Fest stand auch, dass Dareios mehr wusste, als er zugab. Weshalb war er sonst so ausgerastet, als Elia in dem Buch geblättert hatte. Irgendwo gab es einen Zusammenhang. Sie ballte ihre Hände zu Fäusten und presste die Lippen zusammen. Warum hatte Dareios nichts gesagt? Er musste geahnt haben, dass hier eine Gefahr lauerte. Sie kannte ihn gut genug, um zu wissen, dass er solche Dinge nicht aus Boshaftigkeit verschwieg, sondern um sie und Julien zu schützen. Vor Dingen von denen sie nichts ahnten. Weil er der Meinung war, sie seien dem nicht gewachsen. Immerhin hatte er sie nicht daran gehindert zu Lajos und Ersilia zu fahren. Das bedeutete, dass selbst er die Hilfe der Älteren gebrauchen konnte, und sie wusste nicht, ob das ein Gedanke war, der sie ruhiger stimmen konnte. Doch sie würde nun erfahren, was es zu erfahren gab. Auch wenn es ihr jedes Mal einiges an Respekt abverlangte, den älteren Vampiren entgegenzutreten. Unter deren Augen fühlte sie sich beobachtet und hatte das Gefühl, jeder noch so kleine Fehler ihrerseits landete in einem geheimen Sündenregister, und zögerte den Tag, an dem man sie für voll nehmen würde, um weitere hundert Jahre hinaus.
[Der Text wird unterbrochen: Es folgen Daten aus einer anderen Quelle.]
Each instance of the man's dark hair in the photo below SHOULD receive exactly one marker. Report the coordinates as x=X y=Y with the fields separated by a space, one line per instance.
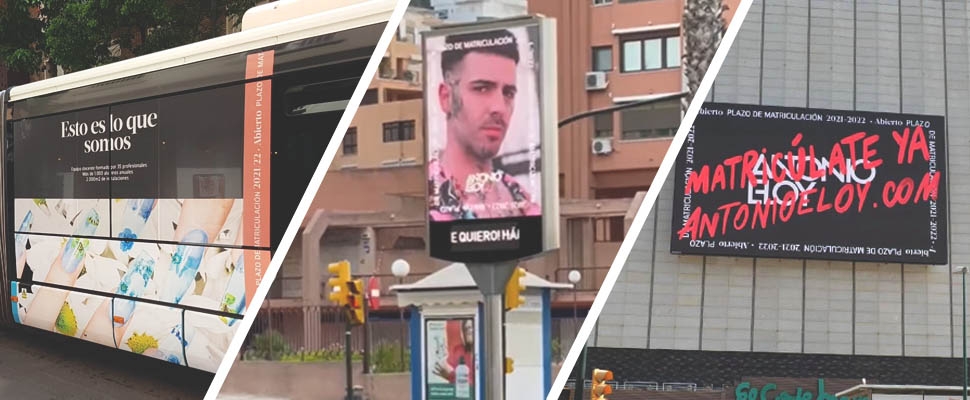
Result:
x=509 y=50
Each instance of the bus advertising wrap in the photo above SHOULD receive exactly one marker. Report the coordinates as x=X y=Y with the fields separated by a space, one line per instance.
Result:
x=778 y=182
x=491 y=160
x=164 y=200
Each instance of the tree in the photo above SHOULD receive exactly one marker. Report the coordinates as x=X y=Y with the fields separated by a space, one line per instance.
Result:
x=80 y=34
x=21 y=38
x=703 y=29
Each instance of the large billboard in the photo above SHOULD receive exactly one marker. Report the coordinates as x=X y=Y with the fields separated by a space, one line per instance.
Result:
x=781 y=182
x=491 y=140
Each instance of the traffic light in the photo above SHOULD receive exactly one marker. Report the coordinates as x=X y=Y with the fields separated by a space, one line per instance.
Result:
x=514 y=289
x=340 y=272
x=357 y=315
x=600 y=388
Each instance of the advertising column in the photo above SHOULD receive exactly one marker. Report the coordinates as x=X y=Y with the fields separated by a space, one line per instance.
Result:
x=492 y=164
x=492 y=156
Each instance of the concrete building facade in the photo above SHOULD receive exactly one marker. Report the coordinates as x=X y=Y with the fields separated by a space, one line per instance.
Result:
x=371 y=206
x=811 y=318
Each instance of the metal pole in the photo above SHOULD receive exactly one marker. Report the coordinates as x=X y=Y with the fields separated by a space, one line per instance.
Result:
x=366 y=332
x=401 y=310
x=494 y=359
x=350 y=369
x=575 y=313
x=580 y=377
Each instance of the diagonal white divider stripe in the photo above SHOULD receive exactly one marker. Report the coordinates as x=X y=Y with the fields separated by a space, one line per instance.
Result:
x=648 y=202
x=246 y=323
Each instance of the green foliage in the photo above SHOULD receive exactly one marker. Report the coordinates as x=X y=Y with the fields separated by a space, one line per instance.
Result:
x=386 y=358
x=80 y=34
x=334 y=352
x=22 y=43
x=269 y=345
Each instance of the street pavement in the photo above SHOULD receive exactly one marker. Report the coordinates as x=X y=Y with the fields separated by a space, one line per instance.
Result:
x=40 y=365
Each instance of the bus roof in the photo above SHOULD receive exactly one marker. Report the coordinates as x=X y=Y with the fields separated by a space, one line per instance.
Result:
x=323 y=21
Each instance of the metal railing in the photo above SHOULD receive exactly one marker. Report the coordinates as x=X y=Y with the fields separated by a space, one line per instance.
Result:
x=647 y=385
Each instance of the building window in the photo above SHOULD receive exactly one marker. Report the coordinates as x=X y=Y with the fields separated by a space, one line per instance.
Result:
x=661 y=120
x=610 y=229
x=648 y=53
x=370 y=97
x=398 y=131
x=350 y=142
x=603 y=125
x=603 y=58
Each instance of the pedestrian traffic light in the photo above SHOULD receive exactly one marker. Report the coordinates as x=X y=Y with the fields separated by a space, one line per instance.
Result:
x=357 y=314
x=340 y=272
x=514 y=289
x=600 y=388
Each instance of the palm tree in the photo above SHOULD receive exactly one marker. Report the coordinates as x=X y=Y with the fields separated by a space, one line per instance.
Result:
x=703 y=28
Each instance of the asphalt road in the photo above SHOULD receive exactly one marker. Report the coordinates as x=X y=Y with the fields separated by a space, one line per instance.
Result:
x=40 y=365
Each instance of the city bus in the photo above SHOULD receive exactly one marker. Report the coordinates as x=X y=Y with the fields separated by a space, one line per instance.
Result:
x=142 y=200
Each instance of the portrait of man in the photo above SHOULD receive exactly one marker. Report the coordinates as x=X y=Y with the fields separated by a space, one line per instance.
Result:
x=480 y=80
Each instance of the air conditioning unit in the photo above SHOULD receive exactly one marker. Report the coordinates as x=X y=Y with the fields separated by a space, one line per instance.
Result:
x=602 y=146
x=596 y=80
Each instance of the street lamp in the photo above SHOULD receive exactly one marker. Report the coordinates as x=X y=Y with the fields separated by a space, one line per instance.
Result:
x=574 y=278
x=400 y=268
x=963 y=271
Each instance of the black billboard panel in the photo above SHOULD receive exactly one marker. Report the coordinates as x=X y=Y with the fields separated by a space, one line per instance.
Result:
x=763 y=181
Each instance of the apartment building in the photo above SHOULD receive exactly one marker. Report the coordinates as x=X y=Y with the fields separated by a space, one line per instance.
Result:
x=370 y=209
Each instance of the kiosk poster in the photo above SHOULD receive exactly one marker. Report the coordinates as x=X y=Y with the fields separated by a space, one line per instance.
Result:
x=488 y=160
x=450 y=355
x=764 y=181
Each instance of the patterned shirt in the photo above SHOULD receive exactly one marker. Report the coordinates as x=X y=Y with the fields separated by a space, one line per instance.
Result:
x=450 y=200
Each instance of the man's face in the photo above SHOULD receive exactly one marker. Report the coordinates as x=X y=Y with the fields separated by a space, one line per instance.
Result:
x=468 y=328
x=479 y=95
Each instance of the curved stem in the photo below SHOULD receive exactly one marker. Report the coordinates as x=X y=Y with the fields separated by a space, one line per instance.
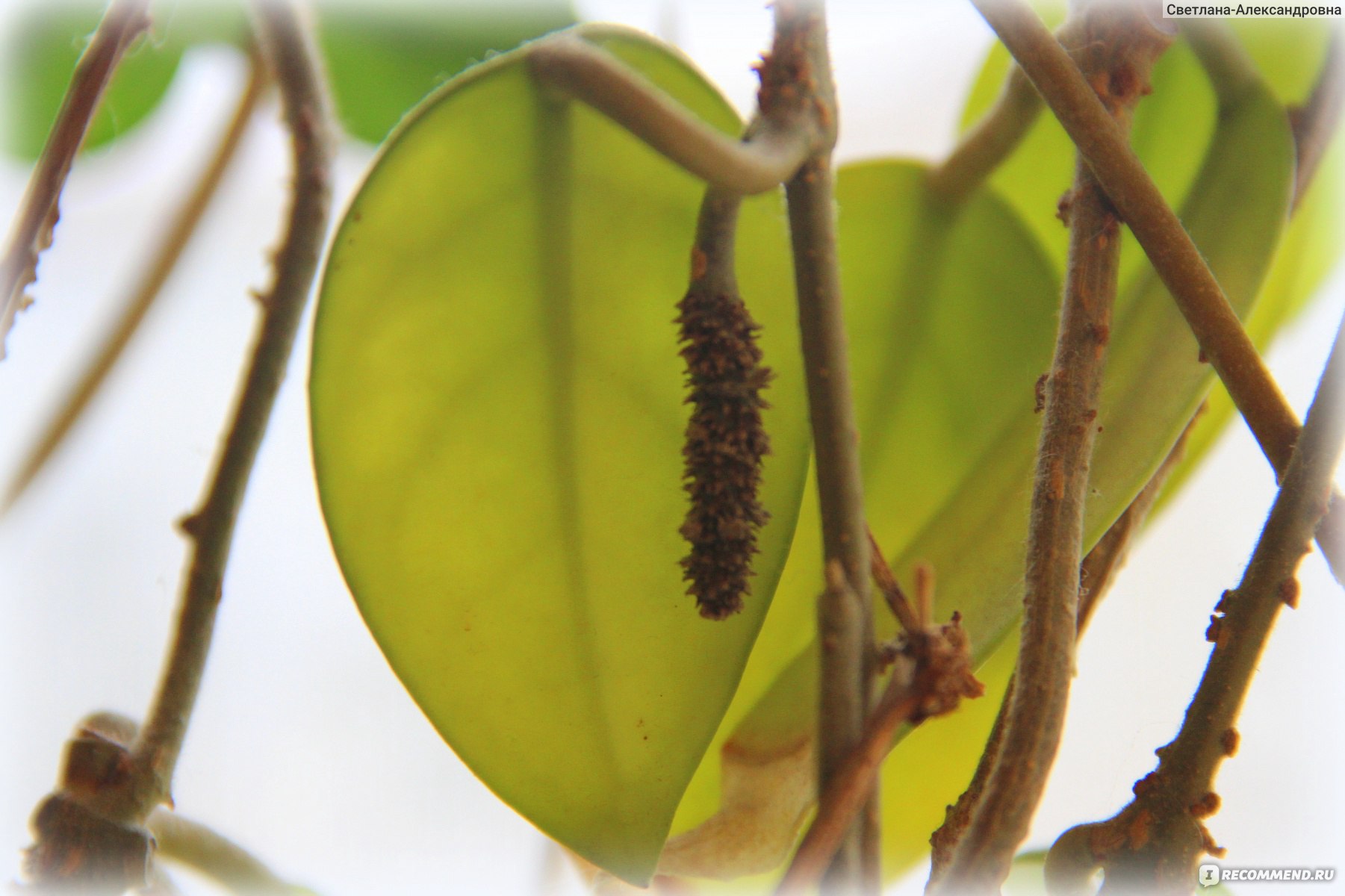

Während sie auf dem Boot stand und die Lagune überblickte, riss etwas sie aus ihren Gedanken. Sie blieb ruhig stehen und lauschte in die Nacht. Da war es wieder. Wie ein leiser anhaltender Geigenton. Er schwoll an, riss wieder ab und erklang einige Augenblicke darauf erneut. Diesmal war es ein höherer Ton. Und dann hörte sie eine Stimme. Ein Lachen. Leise und irgendwo in der Ferne. Sie konnte die Stimme nicht zuordnen, doch sie kam ihr bekannt vor. Darauf folgte ein etwas satterer Ton, es klang wie ein aus vielen Stimmen zusammengesetzter Akkord. Dann war es wieder still bis auf das leise Plätschern des Wassers gegen den Rumpf der Gondel.
Auf halbem Weg zu der Insel auf der Lajos und Ersilia wohnten, ließ sie ihre Hand in die Rocktasche gleiten, zog die gut verkorkte Glasflasche hervor und schleuderte sie in hohem Bogen von sich. Mit einem Platschen tauchte sie kurz unter und tanzte dann auf der Wasseroberfläche, während die Gondel sich immer weiter entfernte. Die Flasche war beinahe aus Milicas Sichtfeld verschwunden, als sie glaubte zu bemerken, wie sie flugs und unversehens unters Wasser gezogen wurde.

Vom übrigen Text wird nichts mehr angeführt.